Procurement Policy – A Perspective

Almost all business establishments have to source at least one or a combination of inputs like goods, services, technologies, management consultation, office space, etc., from external sources. The procurement processes are as diverse as the number of industries and within the same industry, it varies from one company to the other. The differences in procurement criteria of raw material, machinery, services, etc., influence the corporates to have different policies for sourcing of each of these resources.

Purchase decision of inventory is influenced by various factors like number of suppliers, delivery time, price fluctuations, quality, technical compatibility, operational efficiency, and risk appetite of the entity while the investment in capital goods and infrastructure depends on market opportunities, strategy, and vision of the company. While cost of holding of raw materials is a major impediment, the business has to ensure that its capacity in terms of both machine and man power does not remain idle for want of sufficient inputs. However, the procurement policy of government and public sector undertakings is quite often influenced by certain factors outside the common commercial considerations. One of the important guiding factors is the fundamental principle of public finance, which states that certain goods and services are so meritorious in nature that their supplies cannot be left to private hands. Encouragement to small enterprises, supporting the farm and non-farm producers, capability building of the nation, and employment generation are some of the important factors that may influence sourcing policy of a government. In India, the procurement policy of government organizations is governed by the guidelines mentioned in the Manual of Procurement (revised in 2017) in conformity with the General Financial Rules (GFR 2017). The purchase policy of social and humanitarian organizations may also be directed toward achieving their goals like UNICEF’s policy prohibiting purchase from companies employing child labor.

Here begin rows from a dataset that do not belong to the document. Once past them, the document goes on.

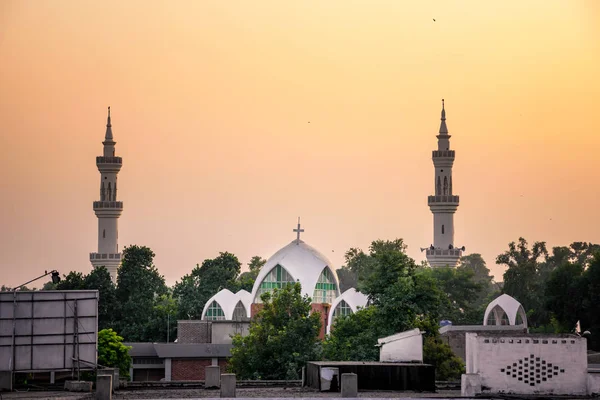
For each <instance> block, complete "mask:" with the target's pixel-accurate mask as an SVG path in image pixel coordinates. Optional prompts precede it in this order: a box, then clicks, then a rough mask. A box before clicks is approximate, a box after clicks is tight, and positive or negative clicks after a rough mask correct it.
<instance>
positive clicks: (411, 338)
mask: <svg viewBox="0 0 600 400" xmlns="http://www.w3.org/2000/svg"><path fill="white" fill-rule="evenodd" d="M379 361H380V362H401V361H406V362H409V361H419V362H423V336H422V335H421V334H418V335H415V336H410V337H407V338H402V339H398V340H394V341H393V342H389V343H384V344H383V345H382V346H381V350H380V352H379Z"/></svg>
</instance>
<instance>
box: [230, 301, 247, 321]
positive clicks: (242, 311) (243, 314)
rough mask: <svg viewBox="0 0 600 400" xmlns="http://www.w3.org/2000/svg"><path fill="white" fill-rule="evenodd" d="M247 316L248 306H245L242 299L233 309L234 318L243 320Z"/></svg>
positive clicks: (235, 318) (239, 320)
mask: <svg viewBox="0 0 600 400" xmlns="http://www.w3.org/2000/svg"><path fill="white" fill-rule="evenodd" d="M245 318H248V315H246V307H244V305H243V304H242V302H241V301H238V303H237V305H236V306H235V309H234V310H233V320H234V321H241V320H243V319H245Z"/></svg>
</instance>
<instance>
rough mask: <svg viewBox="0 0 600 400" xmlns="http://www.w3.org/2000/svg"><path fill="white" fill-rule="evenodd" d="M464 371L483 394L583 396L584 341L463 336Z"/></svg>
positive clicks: (585, 351) (584, 379)
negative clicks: (464, 366)
mask: <svg viewBox="0 0 600 400" xmlns="http://www.w3.org/2000/svg"><path fill="white" fill-rule="evenodd" d="M466 372H467V374H478V375H479V377H480V381H481V390H482V392H484V393H486V392H487V393H516V394H553V395H586V394H587V379H588V377H587V375H588V374H587V341H586V339H584V338H581V337H577V336H573V335H515V334H513V335H502V334H482V333H479V334H478V333H467V334H466Z"/></svg>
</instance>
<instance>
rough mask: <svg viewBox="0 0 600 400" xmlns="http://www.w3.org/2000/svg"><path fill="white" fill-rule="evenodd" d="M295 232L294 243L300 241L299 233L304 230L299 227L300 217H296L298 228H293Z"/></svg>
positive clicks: (297, 243) (298, 242)
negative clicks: (295, 238)
mask: <svg viewBox="0 0 600 400" xmlns="http://www.w3.org/2000/svg"><path fill="white" fill-rule="evenodd" d="M294 232H296V244H298V243H300V233H302V232H304V229H300V217H298V228H296V229H294Z"/></svg>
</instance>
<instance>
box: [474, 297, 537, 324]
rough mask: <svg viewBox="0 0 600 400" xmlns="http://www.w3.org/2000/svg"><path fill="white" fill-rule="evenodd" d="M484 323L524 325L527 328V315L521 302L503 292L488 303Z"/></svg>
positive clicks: (484, 323) (490, 323)
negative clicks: (502, 292) (496, 297)
mask: <svg viewBox="0 0 600 400" xmlns="http://www.w3.org/2000/svg"><path fill="white" fill-rule="evenodd" d="M483 325H523V326H524V327H525V328H527V315H526V314H525V309H524V308H523V306H522V305H521V303H519V302H518V301H517V300H515V298H514V297H511V296H509V295H507V294H503V295H501V296H499V297H497V298H495V299H494V300H493V301H492V302H491V303H490V304H488V306H487V308H486V309H485V315H484V317H483Z"/></svg>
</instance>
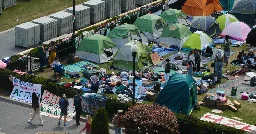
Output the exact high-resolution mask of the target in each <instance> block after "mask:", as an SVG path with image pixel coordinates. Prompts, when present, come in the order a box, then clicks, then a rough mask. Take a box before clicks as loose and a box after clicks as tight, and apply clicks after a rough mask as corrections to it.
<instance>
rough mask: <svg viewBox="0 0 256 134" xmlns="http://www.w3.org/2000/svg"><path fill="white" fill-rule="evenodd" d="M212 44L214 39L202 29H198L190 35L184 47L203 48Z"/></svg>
mask: <svg viewBox="0 0 256 134" xmlns="http://www.w3.org/2000/svg"><path fill="white" fill-rule="evenodd" d="M210 45H213V41H212V39H211V38H210V37H209V36H208V35H207V34H205V33H203V32H202V31H196V32H195V33H193V34H191V35H190V36H189V37H188V39H187V41H186V42H185V43H184V45H183V48H184V49H197V50H202V49H204V48H206V47H207V46H210Z"/></svg>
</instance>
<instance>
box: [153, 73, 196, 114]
mask: <svg viewBox="0 0 256 134" xmlns="http://www.w3.org/2000/svg"><path fill="white" fill-rule="evenodd" d="M195 82H196V81H195V80H194V79H193V78H192V77H191V76H188V75H185V74H178V73H175V74H173V75H172V76H171V78H170V79H169V81H168V83H167V84H166V86H165V87H164V88H163V90H161V92H160V93H159V95H158V97H157V99H156V101H155V103H157V104H159V105H164V106H166V107H168V108H169V109H170V110H171V111H172V112H174V113H183V114H187V115H189V114H190V113H191V112H192V110H193V108H194V106H195V105H196V103H197V90H196V85H195Z"/></svg>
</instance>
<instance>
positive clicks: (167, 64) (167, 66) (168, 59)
mask: <svg viewBox="0 0 256 134" xmlns="http://www.w3.org/2000/svg"><path fill="white" fill-rule="evenodd" d="M165 61H166V64H165V69H164V72H165V74H164V80H165V82H166V83H167V82H168V81H169V77H170V72H171V64H170V60H169V59H166V60H165Z"/></svg>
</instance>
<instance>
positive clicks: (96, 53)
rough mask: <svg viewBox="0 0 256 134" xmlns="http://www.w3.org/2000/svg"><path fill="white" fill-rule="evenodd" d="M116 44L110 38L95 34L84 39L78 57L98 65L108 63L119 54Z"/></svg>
mask: <svg viewBox="0 0 256 134" xmlns="http://www.w3.org/2000/svg"><path fill="white" fill-rule="evenodd" d="M117 50H118V49H117V48H116V45H115V43H114V42H113V41H112V40H111V39H110V38H108V37H106V36H103V35H99V34H94V35H92V36H89V37H86V38H84V39H83V40H82V41H81V43H80V46H78V48H77V51H76V56H78V57H80V58H82V59H85V60H89V61H92V62H96V63H104V62H108V61H109V60H110V59H111V58H112V57H113V55H114V54H115V53H116V52H117Z"/></svg>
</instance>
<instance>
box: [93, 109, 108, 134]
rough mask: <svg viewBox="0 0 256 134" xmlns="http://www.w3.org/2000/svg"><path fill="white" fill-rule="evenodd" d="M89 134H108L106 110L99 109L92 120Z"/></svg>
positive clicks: (97, 110)
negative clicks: (95, 114) (91, 128)
mask: <svg viewBox="0 0 256 134" xmlns="http://www.w3.org/2000/svg"><path fill="white" fill-rule="evenodd" d="M91 134H109V128H108V115H107V110H106V109H104V108H99V109H98V110H97V112H96V115H95V117H94V119H93V120H92V131H91Z"/></svg>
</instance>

Industries involved in generation of natural resources like extraction of coal, petroleum, and natural gas, distribution of important services like telecom and electricity, or firms dealing with security of the country and matters of strategic importance like defense equipment manufacturing, etc., are often highly regulated though the level and nature of regulation varies among the countries. Hence, their procurement policies are controlled to a great extent by these regulations and may not be through open tendering always.

In contrast, the procurement policy of a purely commercial institution is influenced by the objective of deriving the best value for money through an open and effective competition.

Purchase of technology, technical capabilities, or pure technical products like software, hardware, peripherals, etc., depends on the compatibility with the existing system, future plan of the entity, and the availability of after-sales service.

Successful implementation of a project depends among other factors upon the availability of right inputs at the right time. There are various techniques, viz., Project Evaluation & Review Technique (PERT), Critical Path Method (CPM), etc., for project planning and management. While the analysis of these techniques is beyond the scope of our present discussion, nevertheless, these techniques help in assessing the requirement of various inputs at various stages of the project and depending upon the time taken to acquire an input, the project manager can initiate his procurement process for the same at an appropriate point in time. It is quite evident that procurement plans are as divergent as the number of items and services to be purchased, the types of industries, the strategies of the entities, and what not but one thing is common for all successful entities – a lot of time and mind share of the senior management goes into refining the procurement policy to make it efficient by reducing the holding time and cost of inventory or by ensuring timely completion of projects.